Motion blur is a common artifact in hand-held photography. It has the detrimental effect of derailing the aesthetic value of the captured images; in addition, most computer vision tasks warrant blur-free inputs. Presently, consumer cameras have gone beyond the conventional cameras in order to have additional benefits and functionalities. Three important such imaging devices are rolling shutter camera, light field camera, and unconstrained dual-lens camera. Their increasing popularity has necessitated the need for tackling motion blur in these devices. In this talk, we discuss models and methods for these cameras aimed at “restoring” motion blurred photographs, where we have no particular information about the camera motion or the structure of the scene being photographed – a problem referred to as blind motion deblurring.

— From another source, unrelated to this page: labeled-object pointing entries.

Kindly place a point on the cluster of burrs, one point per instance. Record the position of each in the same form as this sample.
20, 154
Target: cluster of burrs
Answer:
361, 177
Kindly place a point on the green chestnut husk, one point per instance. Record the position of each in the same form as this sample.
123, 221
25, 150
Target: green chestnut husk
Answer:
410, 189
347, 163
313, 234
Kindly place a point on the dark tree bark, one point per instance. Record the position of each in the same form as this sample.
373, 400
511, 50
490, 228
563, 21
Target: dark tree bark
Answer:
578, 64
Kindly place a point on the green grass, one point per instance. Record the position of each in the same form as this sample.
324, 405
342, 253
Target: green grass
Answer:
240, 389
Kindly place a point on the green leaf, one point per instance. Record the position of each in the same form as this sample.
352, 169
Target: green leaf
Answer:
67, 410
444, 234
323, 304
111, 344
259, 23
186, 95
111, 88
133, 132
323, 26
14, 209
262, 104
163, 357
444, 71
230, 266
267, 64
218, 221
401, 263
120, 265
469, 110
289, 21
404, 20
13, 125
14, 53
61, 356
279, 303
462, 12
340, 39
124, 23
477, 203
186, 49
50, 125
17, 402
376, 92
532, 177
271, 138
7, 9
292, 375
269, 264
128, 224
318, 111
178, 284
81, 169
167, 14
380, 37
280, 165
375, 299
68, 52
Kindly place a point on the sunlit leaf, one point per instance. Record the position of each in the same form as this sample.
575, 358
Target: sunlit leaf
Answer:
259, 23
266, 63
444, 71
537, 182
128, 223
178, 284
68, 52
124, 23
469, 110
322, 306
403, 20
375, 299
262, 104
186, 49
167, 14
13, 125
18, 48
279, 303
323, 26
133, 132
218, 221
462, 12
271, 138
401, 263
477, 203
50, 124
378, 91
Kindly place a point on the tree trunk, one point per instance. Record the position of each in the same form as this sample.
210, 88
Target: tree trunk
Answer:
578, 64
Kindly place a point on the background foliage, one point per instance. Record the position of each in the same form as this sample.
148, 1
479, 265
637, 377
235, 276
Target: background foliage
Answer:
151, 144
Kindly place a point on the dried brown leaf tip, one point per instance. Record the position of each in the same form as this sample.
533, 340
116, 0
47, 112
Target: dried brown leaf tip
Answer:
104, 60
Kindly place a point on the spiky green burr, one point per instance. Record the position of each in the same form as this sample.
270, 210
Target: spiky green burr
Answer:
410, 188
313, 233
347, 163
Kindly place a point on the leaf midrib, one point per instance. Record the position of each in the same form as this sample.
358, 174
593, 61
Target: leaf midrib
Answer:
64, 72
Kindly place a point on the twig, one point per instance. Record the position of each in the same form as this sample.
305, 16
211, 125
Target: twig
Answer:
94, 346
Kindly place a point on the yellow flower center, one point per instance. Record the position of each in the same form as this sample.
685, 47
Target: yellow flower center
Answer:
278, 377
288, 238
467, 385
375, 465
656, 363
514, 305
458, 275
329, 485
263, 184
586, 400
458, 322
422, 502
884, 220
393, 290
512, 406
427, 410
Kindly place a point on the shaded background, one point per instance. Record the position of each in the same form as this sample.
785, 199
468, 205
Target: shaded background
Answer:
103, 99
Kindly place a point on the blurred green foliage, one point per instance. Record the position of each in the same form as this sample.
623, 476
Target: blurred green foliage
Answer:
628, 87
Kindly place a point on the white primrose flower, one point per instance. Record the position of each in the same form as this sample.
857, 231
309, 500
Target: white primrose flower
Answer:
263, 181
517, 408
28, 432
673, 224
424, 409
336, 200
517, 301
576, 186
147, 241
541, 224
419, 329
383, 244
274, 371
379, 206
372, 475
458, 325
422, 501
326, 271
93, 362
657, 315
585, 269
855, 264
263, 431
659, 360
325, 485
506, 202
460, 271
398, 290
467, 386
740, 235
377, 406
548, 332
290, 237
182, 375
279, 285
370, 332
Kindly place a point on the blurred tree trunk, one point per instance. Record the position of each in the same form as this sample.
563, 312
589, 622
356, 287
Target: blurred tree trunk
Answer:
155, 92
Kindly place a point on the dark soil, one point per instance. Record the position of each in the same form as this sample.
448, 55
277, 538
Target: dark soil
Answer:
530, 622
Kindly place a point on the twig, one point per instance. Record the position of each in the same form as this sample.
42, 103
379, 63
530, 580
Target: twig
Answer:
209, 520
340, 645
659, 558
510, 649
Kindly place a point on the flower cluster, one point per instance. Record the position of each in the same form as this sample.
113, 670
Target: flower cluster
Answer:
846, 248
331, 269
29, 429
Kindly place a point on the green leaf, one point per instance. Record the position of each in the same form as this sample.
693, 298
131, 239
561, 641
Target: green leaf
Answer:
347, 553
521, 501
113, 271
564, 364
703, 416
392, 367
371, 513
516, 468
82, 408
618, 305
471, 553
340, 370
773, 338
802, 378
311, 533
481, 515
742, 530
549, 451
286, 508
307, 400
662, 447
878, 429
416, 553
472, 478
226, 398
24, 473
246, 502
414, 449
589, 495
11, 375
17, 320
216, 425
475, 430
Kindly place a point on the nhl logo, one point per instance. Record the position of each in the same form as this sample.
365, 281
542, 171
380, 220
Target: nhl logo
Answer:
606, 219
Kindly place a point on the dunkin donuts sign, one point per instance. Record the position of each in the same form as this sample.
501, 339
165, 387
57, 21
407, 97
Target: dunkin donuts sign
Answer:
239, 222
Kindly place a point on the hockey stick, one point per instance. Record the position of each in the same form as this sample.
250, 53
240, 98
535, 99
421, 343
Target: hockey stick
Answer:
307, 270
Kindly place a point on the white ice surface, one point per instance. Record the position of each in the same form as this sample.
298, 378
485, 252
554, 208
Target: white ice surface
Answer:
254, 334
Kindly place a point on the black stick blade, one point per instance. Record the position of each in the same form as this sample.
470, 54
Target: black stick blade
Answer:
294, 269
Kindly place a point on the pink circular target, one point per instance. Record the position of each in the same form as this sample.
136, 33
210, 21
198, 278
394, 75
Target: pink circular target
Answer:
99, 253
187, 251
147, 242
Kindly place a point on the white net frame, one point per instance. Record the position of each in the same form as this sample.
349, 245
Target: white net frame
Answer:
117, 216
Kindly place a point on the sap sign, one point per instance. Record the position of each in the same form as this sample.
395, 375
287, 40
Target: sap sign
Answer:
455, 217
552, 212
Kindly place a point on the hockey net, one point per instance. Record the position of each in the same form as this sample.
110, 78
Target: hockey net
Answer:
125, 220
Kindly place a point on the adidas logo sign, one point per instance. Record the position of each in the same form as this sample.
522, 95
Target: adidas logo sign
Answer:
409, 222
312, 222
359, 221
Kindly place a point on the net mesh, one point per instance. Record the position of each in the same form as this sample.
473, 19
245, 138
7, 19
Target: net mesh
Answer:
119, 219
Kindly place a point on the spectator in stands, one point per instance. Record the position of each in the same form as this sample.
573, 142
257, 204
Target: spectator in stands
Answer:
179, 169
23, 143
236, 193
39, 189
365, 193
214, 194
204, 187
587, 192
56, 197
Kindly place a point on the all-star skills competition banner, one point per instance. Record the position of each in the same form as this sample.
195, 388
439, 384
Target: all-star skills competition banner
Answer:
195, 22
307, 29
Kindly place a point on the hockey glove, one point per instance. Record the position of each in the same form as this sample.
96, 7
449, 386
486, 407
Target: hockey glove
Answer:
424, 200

First, we consider rolling shutter (RS) sensors which are today present in almost all cameras and smartphones. However, existing deblurring works for RS cameras are constrained by heavy computational cost, need for precise sensor information, inability to handle wide-angle lenses (which most cell-phone and drone cameras have) and irregular camera motion. To this end, we propose an RS blurring model and, based on that, a method that mitigates these issues significantly. Second, we consider the case of light field (LF) cameras. For LFs, the state-of-the-art deblurring method is limited to handling only downsampled LF, and further warrants high-end GPUs which is seldom practical from a consumer-end. To this end, we introduce a divide and conquer strategy for LF motion deblurring. Our approach is CPU-efficient computationally and can effectively deblur full-resolution LFs. Third, we move to the case of unconstrained dual-lens cameras, which have been quite successfully deployed in present-day smartphones. Despite the far-reaching potential of these cameras, there is not a single deblurring method for such systems. To this end, we propose a generalized blur model that elegantly explains the intrinsically coupled image formation model for dual-lens set-up. Further, we reveal an intriguing challenge that naturally disrupts captured depth information of scenes. We address this issue by devising a judicious prior, and based on our model and prior propose a practical blind motion deblurring method for dual-lens cameras. Finally, we focus on motion blur caused by dynamic scenes in unconstrained dual-lens cameras. In practice, apart from camera-shake, motion blur happens due to object motion as well. We address this problem using Deep Learning based on Signal processing. Our signal processing formulation allows accommodation of lower image-scales in the same network without increasing the number of parameters, and further introduces an optimal filtering scheme. We experimentally show that all our proposed techniques have substantial practical merit.